Dabei finden Methoden aus sehr verschiedenen Bereichen der Mathematik (z.B. Statistik, Mathematical Finance, Optimierung/Operations Research, Numerik partieller Differentialgleichungen, mathematische Bildverarbeitung etc.) Anwendung, und es werden Probleme auf allen nur denkbaren Raum- und Zeitskalen (vom Nanopartikel bis hin zur großräumigen kosmischen Struktur, von der Femtosekunde bis hin zum Alter des Universums) und auf den verschiedensten Komplexitätsstufen (von der einzelnen Firma bis hin zur gesamten Weltwirtschaft, vom lokalen Umweltereignis bis hin zu globalen Klimamodellen) bearbeitet.

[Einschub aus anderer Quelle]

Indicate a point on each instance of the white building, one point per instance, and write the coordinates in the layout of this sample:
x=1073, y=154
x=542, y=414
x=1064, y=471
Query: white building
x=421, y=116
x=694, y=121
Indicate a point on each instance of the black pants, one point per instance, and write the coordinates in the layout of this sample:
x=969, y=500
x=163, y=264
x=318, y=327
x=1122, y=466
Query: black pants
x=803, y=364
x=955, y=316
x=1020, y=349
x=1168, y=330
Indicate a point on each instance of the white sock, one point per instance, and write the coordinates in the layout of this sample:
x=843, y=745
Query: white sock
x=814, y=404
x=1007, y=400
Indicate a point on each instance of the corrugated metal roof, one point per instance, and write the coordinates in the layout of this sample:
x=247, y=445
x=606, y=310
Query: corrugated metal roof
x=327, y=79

Gemeinsam ist allen diesen Methoden, dass sie auf mathematischen Prinzipien beruhen. Als solche haben sie Querschnittscharakter, d.h. die jeweiligen Methoden lassen sich in der Regel nicht nur im jeweiligen Anwendungskontext einsetzen, sondern auch bei Problemstellungen in völlig anderen Wissenschaftszweigen. Hierin besteht ein großes Potenzial zur effektiven Nutzung.

Wesentliche Zielstellung des Leibniz-Netzwerks ist daher, dieses Effektivitätspotenzial systematisch einzusetzen und für Synergien zu nutzen. Eine wichtige Rolle spielt dabei die Frage nach den jeweils passenden, schnellsten und fehlerresistentesten Methoden der aktuellen mathematischen Forschung mit dem Ziel einer effektiven und nachhaltigen Nutzung der vorhandenen Software- und Hardware-Ressourcen.